Accettando e attuando una simile serie di regole cognitive e comportamentali, non si può che regredire sul piano psicologico, dalla condizione di persona adulta, indipendente e autonoma, a quella infantile che riconosce la piena autorità genitoriale e si adegua totalmente ad essa. Non a caso diversi culti si sono dati come denominazione "I bambini di...", "I figli di..." , fin troppo evidente necessita` di far regredire i propri adepti a uno stadio simile a quello dell'infanzia; ma non tanto per un idilliaco ritorno alla purezza e alla semplicità infantile come spesso viene sostenuto dai rappresentanti dei culti stessi, quanto per poter dominare più efficacemente la mente degli adepti e, di conseguenza, di indirizzarne il comportamento. I leader del culto sono percepiti come "padri" e "madri" sostitutivi all'interno di una famiglia che accoglie il neofita con quello che è stato definito "love bombing", un insieme di attenzioni, di comprensione e di calore partecipativo, come dai magici anni dell'infanzia non pensava più di poter ottenere. 

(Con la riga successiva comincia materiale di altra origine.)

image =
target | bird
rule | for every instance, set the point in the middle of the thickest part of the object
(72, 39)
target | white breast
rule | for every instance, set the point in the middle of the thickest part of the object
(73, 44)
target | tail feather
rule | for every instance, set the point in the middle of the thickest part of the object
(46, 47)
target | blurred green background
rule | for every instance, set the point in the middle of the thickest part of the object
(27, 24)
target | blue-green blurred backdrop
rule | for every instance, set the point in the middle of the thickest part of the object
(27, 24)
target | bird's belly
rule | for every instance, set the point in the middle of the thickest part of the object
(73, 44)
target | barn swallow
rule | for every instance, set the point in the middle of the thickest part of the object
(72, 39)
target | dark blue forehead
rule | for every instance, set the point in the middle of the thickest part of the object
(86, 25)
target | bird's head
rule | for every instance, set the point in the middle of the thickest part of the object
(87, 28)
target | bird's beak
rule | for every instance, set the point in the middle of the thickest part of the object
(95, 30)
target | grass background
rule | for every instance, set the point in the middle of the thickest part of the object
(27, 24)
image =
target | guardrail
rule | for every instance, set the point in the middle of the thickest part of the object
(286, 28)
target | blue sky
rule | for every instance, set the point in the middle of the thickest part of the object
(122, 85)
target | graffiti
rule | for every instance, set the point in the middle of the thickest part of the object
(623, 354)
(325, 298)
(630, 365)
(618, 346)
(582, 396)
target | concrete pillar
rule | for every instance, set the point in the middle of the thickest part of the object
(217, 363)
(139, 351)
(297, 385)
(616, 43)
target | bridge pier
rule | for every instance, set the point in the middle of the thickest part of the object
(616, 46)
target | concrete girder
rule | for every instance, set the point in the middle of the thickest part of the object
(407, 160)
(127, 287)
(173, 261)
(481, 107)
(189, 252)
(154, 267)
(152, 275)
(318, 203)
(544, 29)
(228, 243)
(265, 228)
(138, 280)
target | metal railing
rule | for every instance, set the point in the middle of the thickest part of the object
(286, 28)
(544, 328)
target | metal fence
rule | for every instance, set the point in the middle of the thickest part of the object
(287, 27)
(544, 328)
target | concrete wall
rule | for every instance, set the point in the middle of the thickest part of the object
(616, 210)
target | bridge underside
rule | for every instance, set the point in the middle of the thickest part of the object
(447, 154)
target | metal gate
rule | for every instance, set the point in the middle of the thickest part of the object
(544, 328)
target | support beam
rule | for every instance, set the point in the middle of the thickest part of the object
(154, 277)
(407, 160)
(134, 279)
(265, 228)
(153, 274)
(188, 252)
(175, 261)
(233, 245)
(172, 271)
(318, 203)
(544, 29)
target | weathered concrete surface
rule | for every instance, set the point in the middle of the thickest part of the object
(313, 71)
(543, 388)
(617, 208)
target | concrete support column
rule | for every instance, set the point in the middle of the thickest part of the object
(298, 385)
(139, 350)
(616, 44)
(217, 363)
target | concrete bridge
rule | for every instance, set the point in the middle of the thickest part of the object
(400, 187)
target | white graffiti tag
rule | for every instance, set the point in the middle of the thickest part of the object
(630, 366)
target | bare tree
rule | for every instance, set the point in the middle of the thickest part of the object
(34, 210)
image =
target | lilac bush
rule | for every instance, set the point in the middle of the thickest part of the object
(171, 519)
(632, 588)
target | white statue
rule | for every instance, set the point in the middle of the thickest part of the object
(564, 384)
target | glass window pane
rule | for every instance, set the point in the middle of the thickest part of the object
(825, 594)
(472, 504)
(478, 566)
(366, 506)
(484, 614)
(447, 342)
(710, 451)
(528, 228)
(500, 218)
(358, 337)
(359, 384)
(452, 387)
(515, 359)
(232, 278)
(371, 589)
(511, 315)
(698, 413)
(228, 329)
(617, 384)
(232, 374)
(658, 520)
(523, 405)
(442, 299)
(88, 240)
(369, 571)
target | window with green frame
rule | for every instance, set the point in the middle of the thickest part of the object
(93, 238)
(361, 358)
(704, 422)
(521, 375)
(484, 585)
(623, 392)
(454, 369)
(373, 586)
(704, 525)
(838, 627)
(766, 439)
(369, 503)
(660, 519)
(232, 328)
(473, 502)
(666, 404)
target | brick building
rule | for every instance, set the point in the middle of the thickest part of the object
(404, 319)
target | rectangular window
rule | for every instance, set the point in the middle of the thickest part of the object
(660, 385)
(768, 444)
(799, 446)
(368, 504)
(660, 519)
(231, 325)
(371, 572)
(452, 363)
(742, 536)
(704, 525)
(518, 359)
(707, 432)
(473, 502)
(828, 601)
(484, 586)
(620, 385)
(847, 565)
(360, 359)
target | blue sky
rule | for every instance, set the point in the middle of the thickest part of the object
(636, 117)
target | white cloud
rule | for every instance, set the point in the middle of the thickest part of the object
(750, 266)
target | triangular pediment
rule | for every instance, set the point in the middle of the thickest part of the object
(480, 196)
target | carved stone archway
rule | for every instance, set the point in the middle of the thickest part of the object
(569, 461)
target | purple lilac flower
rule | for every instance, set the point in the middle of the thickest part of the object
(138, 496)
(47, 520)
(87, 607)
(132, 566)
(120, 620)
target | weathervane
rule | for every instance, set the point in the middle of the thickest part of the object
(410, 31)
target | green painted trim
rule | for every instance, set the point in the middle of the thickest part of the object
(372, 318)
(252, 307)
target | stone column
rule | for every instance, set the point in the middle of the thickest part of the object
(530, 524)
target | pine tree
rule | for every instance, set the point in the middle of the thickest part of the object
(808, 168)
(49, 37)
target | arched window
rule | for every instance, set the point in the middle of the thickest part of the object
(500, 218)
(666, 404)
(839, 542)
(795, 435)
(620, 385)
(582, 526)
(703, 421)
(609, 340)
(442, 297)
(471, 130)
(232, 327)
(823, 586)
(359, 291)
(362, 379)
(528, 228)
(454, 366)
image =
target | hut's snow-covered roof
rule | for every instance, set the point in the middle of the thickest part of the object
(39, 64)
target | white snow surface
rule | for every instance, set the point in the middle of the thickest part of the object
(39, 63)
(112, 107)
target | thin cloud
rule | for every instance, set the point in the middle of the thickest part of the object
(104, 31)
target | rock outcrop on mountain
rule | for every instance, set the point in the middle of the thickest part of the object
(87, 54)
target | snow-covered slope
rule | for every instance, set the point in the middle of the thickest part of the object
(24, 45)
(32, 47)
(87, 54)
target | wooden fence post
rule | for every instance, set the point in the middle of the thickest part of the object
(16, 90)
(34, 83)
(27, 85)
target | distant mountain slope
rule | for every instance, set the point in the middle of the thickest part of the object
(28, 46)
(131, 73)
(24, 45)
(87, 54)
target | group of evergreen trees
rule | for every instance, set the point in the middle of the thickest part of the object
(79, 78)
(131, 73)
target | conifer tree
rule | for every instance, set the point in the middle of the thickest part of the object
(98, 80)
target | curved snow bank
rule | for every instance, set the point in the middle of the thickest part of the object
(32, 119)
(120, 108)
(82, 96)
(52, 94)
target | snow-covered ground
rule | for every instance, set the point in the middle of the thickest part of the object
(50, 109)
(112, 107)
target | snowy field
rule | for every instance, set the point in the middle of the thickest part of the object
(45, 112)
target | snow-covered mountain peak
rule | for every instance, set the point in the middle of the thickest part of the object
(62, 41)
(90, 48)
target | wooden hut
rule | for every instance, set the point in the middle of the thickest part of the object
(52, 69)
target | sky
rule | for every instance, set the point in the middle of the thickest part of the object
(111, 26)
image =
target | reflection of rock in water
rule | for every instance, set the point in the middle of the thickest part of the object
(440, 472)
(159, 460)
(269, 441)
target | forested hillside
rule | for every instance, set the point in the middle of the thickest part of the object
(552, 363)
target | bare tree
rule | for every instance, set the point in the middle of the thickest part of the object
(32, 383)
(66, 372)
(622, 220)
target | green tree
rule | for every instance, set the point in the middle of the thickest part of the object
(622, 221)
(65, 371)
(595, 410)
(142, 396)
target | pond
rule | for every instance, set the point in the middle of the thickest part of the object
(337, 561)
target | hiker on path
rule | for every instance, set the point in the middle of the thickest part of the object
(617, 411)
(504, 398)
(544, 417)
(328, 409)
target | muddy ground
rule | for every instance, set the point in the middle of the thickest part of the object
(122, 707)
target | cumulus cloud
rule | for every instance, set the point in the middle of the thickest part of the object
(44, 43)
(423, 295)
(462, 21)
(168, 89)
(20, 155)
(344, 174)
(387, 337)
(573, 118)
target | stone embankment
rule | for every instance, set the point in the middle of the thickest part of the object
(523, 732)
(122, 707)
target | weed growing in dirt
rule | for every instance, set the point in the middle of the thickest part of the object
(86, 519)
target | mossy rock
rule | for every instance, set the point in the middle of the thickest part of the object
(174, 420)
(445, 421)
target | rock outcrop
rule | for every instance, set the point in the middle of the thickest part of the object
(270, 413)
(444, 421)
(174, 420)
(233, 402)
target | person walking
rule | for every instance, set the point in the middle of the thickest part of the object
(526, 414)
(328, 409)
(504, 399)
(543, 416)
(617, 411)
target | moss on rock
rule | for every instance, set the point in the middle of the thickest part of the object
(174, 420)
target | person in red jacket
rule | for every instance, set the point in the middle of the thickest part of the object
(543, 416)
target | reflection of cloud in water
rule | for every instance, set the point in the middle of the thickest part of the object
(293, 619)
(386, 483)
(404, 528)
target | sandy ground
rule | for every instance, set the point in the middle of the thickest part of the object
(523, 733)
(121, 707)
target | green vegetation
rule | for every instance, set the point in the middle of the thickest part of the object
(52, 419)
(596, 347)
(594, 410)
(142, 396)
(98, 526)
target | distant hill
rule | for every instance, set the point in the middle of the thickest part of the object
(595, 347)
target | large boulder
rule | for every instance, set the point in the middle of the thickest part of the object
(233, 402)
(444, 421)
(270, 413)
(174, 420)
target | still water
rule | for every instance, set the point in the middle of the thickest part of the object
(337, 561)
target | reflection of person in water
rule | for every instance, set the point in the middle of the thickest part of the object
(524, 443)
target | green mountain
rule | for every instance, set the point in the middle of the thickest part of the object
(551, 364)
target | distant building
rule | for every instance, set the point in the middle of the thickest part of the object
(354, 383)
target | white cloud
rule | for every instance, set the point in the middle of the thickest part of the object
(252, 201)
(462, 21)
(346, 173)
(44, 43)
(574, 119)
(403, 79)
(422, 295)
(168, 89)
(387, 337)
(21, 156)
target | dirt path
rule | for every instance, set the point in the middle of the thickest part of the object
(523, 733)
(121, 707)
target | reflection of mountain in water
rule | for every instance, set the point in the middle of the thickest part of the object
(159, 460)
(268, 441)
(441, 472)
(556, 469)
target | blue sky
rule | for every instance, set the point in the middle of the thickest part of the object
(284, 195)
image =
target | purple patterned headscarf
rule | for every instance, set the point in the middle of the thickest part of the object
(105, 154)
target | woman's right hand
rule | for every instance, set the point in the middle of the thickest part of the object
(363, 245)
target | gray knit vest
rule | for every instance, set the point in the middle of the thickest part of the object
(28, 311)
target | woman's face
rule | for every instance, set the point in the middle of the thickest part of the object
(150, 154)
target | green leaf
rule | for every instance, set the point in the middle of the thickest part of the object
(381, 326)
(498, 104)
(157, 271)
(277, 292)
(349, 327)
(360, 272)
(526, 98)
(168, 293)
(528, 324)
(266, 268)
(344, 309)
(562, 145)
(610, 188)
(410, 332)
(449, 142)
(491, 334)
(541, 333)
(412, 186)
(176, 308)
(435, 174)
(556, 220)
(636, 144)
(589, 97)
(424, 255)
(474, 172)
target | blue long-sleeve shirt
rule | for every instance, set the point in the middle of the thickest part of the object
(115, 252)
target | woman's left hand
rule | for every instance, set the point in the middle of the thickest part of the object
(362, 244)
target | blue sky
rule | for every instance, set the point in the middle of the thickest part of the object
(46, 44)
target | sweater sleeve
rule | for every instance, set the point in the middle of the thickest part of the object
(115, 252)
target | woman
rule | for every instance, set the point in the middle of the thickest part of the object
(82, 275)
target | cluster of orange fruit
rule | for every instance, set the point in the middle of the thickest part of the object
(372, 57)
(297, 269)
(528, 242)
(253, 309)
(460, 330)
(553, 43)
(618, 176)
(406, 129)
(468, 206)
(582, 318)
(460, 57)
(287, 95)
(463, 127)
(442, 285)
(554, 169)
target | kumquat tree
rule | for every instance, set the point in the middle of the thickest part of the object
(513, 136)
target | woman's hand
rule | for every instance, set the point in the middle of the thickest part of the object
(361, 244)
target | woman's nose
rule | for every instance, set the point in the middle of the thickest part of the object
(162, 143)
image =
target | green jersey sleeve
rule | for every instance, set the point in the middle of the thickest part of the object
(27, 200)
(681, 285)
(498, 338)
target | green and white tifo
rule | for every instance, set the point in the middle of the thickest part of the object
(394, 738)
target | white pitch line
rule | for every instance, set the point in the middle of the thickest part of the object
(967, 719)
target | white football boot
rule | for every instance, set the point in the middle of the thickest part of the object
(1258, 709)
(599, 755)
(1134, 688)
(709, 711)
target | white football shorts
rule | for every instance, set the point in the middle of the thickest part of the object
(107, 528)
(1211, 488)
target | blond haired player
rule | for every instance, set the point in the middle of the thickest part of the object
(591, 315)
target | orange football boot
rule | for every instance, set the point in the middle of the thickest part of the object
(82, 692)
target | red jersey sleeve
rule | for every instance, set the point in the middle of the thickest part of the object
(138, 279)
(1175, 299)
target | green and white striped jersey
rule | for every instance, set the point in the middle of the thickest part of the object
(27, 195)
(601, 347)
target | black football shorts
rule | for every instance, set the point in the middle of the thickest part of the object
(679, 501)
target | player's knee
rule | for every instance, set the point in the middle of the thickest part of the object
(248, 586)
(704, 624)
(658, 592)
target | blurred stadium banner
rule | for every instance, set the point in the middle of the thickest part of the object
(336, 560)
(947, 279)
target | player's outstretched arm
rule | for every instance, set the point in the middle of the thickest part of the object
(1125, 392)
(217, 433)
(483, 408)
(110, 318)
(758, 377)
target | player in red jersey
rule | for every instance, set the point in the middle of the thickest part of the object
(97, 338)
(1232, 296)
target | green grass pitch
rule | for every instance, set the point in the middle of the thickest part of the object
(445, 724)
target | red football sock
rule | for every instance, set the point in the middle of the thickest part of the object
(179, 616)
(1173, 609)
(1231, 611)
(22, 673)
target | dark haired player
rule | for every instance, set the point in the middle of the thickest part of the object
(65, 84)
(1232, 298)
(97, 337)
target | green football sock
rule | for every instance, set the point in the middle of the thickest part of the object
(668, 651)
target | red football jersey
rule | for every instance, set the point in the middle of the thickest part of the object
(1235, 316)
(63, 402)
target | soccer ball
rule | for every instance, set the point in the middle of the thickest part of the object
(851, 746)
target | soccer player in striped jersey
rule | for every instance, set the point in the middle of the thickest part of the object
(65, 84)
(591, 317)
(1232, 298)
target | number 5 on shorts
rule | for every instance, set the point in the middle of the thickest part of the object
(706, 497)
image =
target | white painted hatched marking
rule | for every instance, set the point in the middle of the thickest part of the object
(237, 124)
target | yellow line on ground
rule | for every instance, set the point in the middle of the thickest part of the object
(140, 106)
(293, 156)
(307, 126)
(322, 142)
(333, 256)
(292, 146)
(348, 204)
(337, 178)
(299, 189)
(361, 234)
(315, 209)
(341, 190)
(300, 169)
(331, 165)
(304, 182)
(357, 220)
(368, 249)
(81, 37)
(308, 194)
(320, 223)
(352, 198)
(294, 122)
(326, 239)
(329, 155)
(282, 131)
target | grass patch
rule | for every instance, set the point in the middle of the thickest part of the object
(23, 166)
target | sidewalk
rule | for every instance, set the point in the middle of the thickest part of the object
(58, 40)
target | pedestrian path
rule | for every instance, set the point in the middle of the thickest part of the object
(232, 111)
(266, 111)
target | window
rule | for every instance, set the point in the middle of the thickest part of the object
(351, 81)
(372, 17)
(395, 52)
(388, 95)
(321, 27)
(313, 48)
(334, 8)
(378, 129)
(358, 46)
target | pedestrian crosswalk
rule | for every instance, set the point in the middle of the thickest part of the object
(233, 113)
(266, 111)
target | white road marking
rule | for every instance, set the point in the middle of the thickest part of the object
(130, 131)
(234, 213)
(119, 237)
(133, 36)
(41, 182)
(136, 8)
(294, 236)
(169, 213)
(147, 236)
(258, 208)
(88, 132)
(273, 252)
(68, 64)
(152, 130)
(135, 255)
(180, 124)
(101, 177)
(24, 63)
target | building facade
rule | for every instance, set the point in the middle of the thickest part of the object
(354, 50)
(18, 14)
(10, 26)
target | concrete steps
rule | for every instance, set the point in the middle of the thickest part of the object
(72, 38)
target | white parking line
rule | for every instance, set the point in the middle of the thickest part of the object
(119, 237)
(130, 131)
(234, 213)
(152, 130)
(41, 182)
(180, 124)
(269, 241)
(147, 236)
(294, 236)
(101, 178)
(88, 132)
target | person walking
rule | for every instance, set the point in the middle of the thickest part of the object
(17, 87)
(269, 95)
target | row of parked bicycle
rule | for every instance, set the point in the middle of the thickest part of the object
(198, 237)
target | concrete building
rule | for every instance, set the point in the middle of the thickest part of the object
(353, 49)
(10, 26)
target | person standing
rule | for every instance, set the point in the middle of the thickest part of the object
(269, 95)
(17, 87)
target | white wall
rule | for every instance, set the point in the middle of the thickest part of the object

I passaggi per arrivare all'asservimento dell'adepto sono, più che "riti di passaggio" come esoticamente si sostiene, delle vere e proprie tecniche di manipolazione psicologica. Il principale passaggio è quello dello "shock biografico". In sostanza, l'individuo che entra a far parte del culto non ha storia precedente. Mentre per qualsiasi attività adulta e` importante poter dimostrare quanto si è studiato, quale tirocino si è seguito, quali sono le specifiche competenze, in sostanza qual e` il nostro "curriculum", per l'adesione al culto tutto ciò non ha alcuna importanza. Si tratta di un sistema di valori completamente ribaltato rispetto alla norma. Da una parte questo è altamente rassicurante - non viene richiesta alcuna specifica competenza o capacità professionale - ma dall'altra dovrebbe essere indice preoccupante di come l'individuo, in quanto tale, non abbia grande importanza se non per i fini e gli scopi del culto. 

Lo "shock biografico" si estende al totale controllo della storia passata e futura dell'individuo, regolando la sua vita affettiva e sessuale, programmando l'unione matrimoniale all'interno del gruppo che aderisce al culto. L'individuo viene perciò totalmente sradicato dalla sua precedente realtà sociale e culturale. Viene completamente trasformata la sua storia personale. Si tratta di una vera e propria "rinascita" e l'individuo si trova a non aver più altri riferimenti che non siano quelli offerti dal culto. 

In un gruppo italiano di ispirazione magico-esoterica, con sede in un località montana del Piemonte, gli adepti hanno organizzato una vera e propria comunità socio-economica, all'interno della quale circola una moneta appositamente coniata. Gli adepti si devono servire di quello scambio monetario, e quindi, anche sul piano economico, non hanno più alcuna possibilità di rapporto con il mondo esterno. è altresí significativo che nella medesima comunità le persone non possano più utilizzare il loro nome di battesimo, ma debbano assumere il nome di un animale. Cosi` c'è chi ha preso il nome di "Canguro", di "Marmotta", di "Cinghiale". 

Soltanto il leader della comunità magico-esoterica mantiene il suo nome e cognome di battesimo, la sua identità originaria. Come dire che soltanto a lui è concesso di mantenere ancora una identità umana, mentre i suoi adepti sono declassati a identità "animali". 

Purtroppo da parte delle persone che aderiscono a "culti distruttivi" non c'è la consapevolezza del rischio a cui si espongono, al di là degli insegnamenti e degli stili di vita rassicuranti che vengono loro offerti. Qualcosa di simile, in campo medico-epidemiologico, avviene in relazione all'infezione da HIV, dove a seguito della pulsione affettiva e sessuale molte persone non tengono conto del rischio a cui si espongono iniziando una relazione con un partner fino a quel momento ignoto. Di conseguenza comportandosi senza prendere alcuna precauzione nei confronti della possibilità di infettarsi con il virus dell'AIDS. 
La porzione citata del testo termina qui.